The security agreement, which requires the Marines to give the Iraqis 72 hours notice to move outside their base and then only with Iraqi escorts, has left part of the battalion with so little to do that more than 500 Marines are being sent home early.
"Our main goal now is to help provide stability," says Cabell. With about 15,000 Marines left in the country, the entire US Marine Corps effort by next spring will have been diverted from Iraq to Afghanistan. Most of the Marines are now based west of Ramadi, where foreign fighters have traditionally infiltrated from Syria and where AQI set up supply routes and safe houses.
Throughout Iraq, although the Iraqi Army is seen as mostly reliable, the police forces that maintain primary control of security in most major cities remain a source of concern.
A thin blue line
Ramadi, part of Iraq's Sunni triangle, was an AQI stronghold and the scene of some of the bloodiest attacks against US forces until tribal leaders turned against the insurgents in a movement called the Awakening. Many of the policemen here were tribesmen rather than trained police recruits.
The Ramadi police officials at the conference complained that they didn't have enough gasoline or spare parts for police cars and described a system ruled by corruption as well as their frustration with a criminal justice system that lets suspects go free.
Maj. John Badame, the battalion's operating officer from Aliso Viejo, California, who has bonded with his Iraqi counterparts as a trainer, was candid with them: [Editor's note: An earlier version misstated Mr. Badame's title.]
"Share the wealth as much as possible," he told the group. "You are survivors. You made it here through a lot of bad times. Stop skimming off the fuel, food, and other funds."

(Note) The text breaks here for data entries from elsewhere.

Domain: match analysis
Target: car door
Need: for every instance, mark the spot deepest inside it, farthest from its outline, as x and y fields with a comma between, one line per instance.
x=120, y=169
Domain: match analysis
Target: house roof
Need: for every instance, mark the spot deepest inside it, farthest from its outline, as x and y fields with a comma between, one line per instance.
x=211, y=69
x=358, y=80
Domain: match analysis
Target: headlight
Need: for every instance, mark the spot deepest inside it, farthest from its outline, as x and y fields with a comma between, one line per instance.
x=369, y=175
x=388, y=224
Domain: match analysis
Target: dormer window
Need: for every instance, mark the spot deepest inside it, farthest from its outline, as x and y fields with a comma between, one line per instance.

Asked about Badame's comments, one of the Iraqi police chiefs explained that in the absence of a system to repair police cars or pay for gasoline, the only alternative was to divert money or demand that police officers chip in.

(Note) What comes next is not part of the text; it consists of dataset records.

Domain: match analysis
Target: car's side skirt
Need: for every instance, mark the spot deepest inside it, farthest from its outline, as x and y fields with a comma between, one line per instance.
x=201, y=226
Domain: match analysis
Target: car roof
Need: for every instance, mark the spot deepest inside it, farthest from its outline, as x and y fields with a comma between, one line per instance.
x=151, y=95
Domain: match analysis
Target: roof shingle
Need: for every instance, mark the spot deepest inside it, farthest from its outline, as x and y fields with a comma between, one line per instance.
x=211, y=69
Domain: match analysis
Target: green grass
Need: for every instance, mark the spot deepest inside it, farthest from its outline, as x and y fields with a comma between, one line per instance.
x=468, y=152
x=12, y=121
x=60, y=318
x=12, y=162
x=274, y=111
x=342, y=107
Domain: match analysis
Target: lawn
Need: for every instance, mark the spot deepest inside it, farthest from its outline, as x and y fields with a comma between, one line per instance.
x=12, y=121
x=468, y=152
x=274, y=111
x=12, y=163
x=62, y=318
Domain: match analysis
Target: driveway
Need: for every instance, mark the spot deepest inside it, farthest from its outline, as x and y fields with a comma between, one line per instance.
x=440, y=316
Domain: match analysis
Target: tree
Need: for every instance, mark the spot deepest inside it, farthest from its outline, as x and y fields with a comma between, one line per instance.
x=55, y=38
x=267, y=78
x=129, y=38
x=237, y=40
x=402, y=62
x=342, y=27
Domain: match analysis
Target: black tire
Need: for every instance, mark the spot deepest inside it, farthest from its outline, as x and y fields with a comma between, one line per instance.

Despite fears that AQI is regrouping here, Cabell says he believes they would not be able to put down roots again because their recruitment base has dried up.
Attack trends in Ramadi are down from levels a year ago, but US officials describe attacks in July as a protracted offensive by insurgents. The frequency and sophistication of car bomb attacks in particular has sparked concern by US and Iraqi officials that insurgents are reemerging to test the ability of Iraqi security forces now working largely alone.
"We won a battle but we didn't win the war. We know we are still fighting them," said Col. Salih Mehdi Shaheen, the district chief of police. "They're still targeting the civilians and we know they'll do more than that until the elections [in January]."
"We know this war isn't done yet. Somebody is going to have to finish this and that's going to have to be the Iraqis," says Merritt.